The increasing availability of location and mobility data enables a number of applications, e.g., enhanced navigation services and parking, context-based recommendations, or waiting time predictions at restaurants, which have great potential to improve the quality of life in modern cities. However, the large-scale collection of location data also raises privacy concerns, as mobility patterns may reveal sensitive attributes about users, e.g., home and work places, lifestyles, or even political or religious inclinations.
Service providers, i.e., companies with access to location data, often use aggregation as a privacy-preserving strategy to release these data to third-parties for various analytics tasks. The idea being that, by grouping together users’ traces, the data no longer contains information to enable inferences about individuals such as the ones mentioned above, while it can be used to obtain useful insights about the crowds. For instance, Waze constructs aggregate traffic models to improve navigation within cities, while Uber provides aggregate data for urban planning purposes. Similarly, CityMapper’s Smart Ride application aims at identifying gaps in transportation networks based on traces and rankings collected by users’ mobile devices, while Telefonica monetizes aggregate location statistics through advertising as part of the Smart Steps project.
That’s great, right? Well, our paper, “Knock Knock, Who’s There? Membership Inference on Aggregate Location Data” and published at NDSS 2018, shows that aggregate location time-series can in fact be used to infer information about individual users. In particular, we demonstrate that aggregate locations are prone to a privacy attack, known as membership inference: a malicious entity aims at identifying whether a specific individual contributed her data to the aggregation. We demonstrate the feasibility of this type of privacy attack on a proof-of-concept setting designed for an academic evaluation, and on a real-world setting where we apply membership inference attacks in the context of the Aircloak challenge, the first bounty program for anonymized data re-identification.
Membership Inference Attacks on Aggregate Location Time-Series
Our NDSS’18 paper studies membership inference attacks on aggregate location time-series indicating the number of people transiting in a certain area at a given time. That is, we show that an adversary with some “prior knowledge” about users’ movements is able to train a machine learning classifier and use it to infer the presence of a specific individual’s data in the aggregates.

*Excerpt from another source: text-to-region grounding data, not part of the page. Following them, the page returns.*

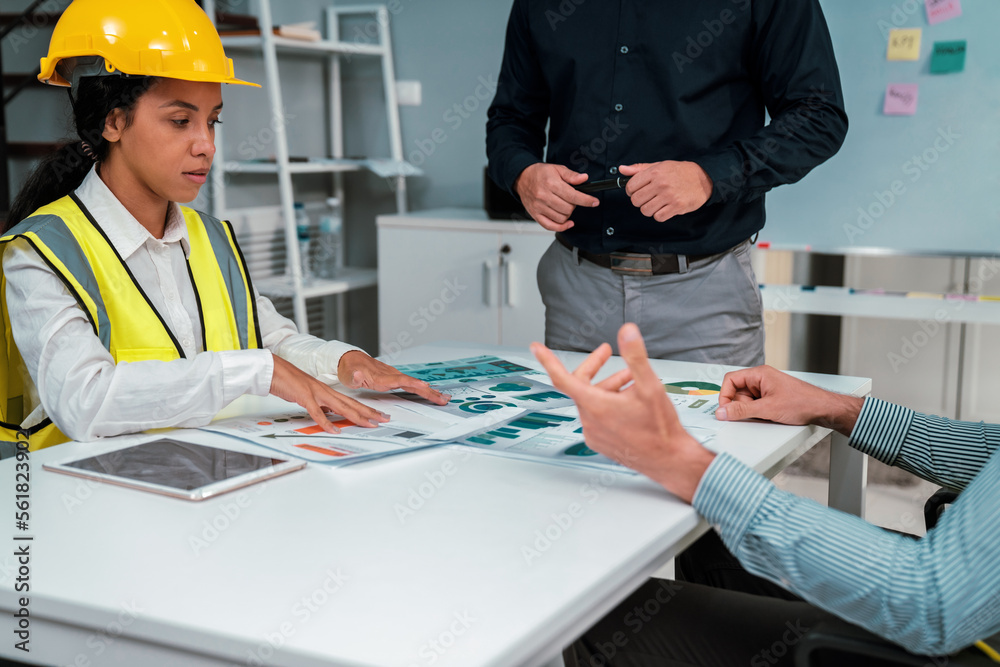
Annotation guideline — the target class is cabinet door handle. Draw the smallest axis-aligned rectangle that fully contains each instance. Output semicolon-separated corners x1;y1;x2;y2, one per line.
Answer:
502;256;513;307
483;260;497;306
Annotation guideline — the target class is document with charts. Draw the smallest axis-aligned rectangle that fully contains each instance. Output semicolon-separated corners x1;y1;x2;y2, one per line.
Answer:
199;356;724;471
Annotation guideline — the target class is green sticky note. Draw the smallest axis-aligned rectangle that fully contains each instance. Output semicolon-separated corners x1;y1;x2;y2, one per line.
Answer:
930;40;967;73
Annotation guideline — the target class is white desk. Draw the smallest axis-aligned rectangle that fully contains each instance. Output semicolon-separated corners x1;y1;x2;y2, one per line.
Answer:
0;343;870;667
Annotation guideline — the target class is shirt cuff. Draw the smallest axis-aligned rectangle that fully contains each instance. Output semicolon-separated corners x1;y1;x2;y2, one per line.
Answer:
692;452;776;551
314;342;365;384
501;153;543;197
692;149;742;205
847;397;914;466
218;349;273;405
269;334;364;382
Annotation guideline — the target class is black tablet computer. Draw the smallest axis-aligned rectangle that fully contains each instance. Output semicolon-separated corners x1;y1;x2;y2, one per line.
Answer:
43;437;305;501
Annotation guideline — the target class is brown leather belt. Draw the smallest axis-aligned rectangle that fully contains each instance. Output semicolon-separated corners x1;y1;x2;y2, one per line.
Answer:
556;234;716;276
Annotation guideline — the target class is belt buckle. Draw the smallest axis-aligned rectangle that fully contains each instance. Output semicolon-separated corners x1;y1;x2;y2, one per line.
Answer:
609;252;653;276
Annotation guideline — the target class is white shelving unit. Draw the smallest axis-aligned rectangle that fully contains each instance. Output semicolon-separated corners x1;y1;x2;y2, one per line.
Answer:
203;0;417;337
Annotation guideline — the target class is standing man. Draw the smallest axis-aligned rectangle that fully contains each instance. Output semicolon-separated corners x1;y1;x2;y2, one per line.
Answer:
487;0;848;365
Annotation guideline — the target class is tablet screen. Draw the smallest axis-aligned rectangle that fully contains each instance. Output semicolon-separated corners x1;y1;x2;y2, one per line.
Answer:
46;438;302;499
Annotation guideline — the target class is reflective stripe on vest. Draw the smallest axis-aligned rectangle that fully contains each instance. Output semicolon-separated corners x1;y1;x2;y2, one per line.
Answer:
0;194;261;450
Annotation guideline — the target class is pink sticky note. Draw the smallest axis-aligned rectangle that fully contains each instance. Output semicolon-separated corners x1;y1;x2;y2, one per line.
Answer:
926;0;962;25
884;84;919;115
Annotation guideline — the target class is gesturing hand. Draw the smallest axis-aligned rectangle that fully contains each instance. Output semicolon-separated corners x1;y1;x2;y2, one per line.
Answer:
514;163;599;231
531;323;715;503
269;355;390;434
716;365;864;436
337;351;450;405
619;161;713;222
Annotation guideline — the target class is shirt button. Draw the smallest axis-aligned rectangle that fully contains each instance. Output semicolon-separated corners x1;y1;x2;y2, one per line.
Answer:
614;103;623;112
166;291;177;302
183;337;194;348
606;227;615;236
155;245;167;253
609;166;618;175
620;45;629;54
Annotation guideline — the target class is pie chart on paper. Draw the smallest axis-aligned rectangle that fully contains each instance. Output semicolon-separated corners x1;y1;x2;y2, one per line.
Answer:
662;381;721;396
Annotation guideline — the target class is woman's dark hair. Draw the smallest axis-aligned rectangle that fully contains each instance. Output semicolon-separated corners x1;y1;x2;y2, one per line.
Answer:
4;74;156;232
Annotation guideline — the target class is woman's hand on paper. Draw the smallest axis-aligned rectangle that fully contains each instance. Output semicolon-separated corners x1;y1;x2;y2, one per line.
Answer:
269;354;390;433
337;351;451;405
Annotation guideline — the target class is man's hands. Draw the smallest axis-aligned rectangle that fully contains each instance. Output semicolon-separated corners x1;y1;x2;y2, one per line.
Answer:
337;350;450;405
716;365;864;436
514;163;599;231
531;323;715;504
514;160;712;231
268;352;450;435
619;161;713;222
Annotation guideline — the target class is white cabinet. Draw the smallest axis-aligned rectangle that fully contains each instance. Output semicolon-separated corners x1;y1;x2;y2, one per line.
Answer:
377;209;552;356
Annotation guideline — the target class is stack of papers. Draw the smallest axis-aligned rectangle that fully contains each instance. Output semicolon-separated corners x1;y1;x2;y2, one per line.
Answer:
201;356;725;473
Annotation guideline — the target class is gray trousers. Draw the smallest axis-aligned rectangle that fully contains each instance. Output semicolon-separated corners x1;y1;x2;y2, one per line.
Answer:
537;239;764;366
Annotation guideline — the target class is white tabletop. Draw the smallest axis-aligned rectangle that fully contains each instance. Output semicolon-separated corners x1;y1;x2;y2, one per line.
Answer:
0;343;870;667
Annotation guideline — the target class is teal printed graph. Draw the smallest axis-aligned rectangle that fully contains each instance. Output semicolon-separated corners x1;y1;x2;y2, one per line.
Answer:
465;412;575;446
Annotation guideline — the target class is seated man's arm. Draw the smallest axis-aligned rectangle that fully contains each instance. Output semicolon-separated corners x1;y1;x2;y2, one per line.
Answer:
719;367;997;491
533;324;1000;657
696;449;1000;655
850;398;999;492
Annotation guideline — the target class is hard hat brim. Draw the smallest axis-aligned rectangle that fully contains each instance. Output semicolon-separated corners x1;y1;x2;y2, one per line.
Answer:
39;55;261;88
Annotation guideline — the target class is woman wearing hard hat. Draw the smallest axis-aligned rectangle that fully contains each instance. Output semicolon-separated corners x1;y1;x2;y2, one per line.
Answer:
0;0;447;450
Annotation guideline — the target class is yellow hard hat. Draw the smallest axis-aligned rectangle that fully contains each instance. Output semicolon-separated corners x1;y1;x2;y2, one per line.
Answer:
38;0;259;88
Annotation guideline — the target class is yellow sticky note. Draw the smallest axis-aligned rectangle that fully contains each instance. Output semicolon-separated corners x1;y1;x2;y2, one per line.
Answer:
888;28;921;61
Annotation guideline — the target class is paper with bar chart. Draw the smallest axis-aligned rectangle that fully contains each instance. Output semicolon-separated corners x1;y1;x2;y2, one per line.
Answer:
197;356;725;471
199;402;451;465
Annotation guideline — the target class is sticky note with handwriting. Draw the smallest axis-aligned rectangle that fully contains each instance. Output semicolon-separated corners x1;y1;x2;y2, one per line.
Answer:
930;40;967;73
926;0;962;25
884;84;919;115
887;28;922;61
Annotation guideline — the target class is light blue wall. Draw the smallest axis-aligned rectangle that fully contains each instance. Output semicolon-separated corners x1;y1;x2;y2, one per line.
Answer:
764;0;1000;254
282;0;510;210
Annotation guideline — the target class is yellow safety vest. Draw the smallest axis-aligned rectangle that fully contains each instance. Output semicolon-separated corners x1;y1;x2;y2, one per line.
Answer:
0;194;261;450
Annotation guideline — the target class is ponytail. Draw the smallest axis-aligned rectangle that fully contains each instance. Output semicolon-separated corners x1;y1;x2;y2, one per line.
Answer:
6;141;93;230
4;75;155;233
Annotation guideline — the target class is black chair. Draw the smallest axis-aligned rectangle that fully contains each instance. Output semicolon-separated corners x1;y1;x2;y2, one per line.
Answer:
924;487;960;531
795;617;996;666
795;487;996;666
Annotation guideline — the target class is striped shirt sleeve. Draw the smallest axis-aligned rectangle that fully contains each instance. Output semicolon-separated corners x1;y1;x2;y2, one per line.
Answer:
693;451;1000;655
850;398;1000;490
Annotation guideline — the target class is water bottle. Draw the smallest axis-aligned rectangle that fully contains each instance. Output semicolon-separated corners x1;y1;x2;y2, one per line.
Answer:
317;197;343;279
293;202;312;285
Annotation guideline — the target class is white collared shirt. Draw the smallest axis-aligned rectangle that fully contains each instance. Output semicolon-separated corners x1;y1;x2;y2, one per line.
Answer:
3;166;361;440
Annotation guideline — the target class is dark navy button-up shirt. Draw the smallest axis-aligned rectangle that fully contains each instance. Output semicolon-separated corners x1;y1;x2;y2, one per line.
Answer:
486;0;849;255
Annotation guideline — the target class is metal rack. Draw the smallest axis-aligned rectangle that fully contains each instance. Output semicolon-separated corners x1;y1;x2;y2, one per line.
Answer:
204;0;416;337
1;1;64;219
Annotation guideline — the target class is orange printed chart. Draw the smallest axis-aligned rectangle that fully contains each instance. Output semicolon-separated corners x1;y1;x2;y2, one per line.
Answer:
662;381;721;396
295;444;350;457
294;419;353;435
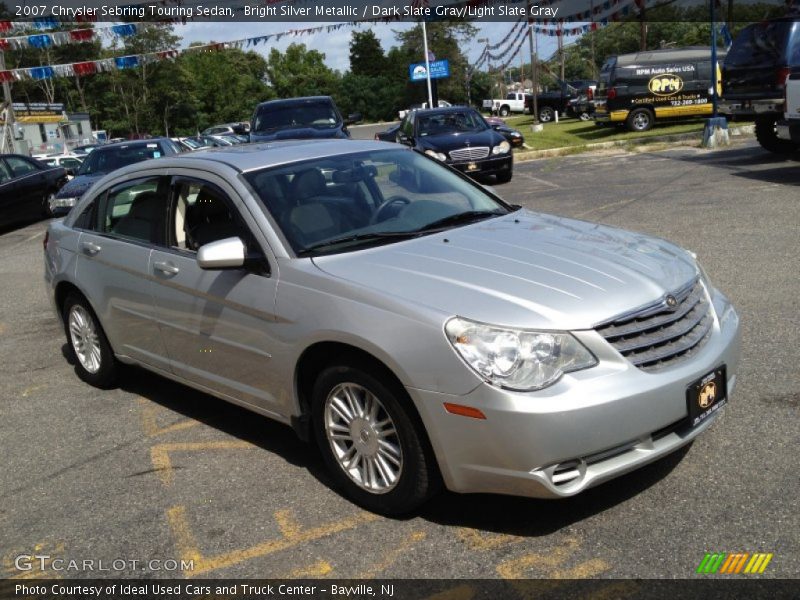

We experiment with different types of prior knowledge. On the one hand, we simulate powerful adversaries that know the real locations for a subset of users in a database during the aggregation period (e.g., telco providers which have location information about their clients), while on the other hand, weaker ones which only know past statistics about user groups (i.e., reproducing a setting of continuous data release). Overall, we find that the adversarial prior knowledge influences significantly the effectiveness of the attack.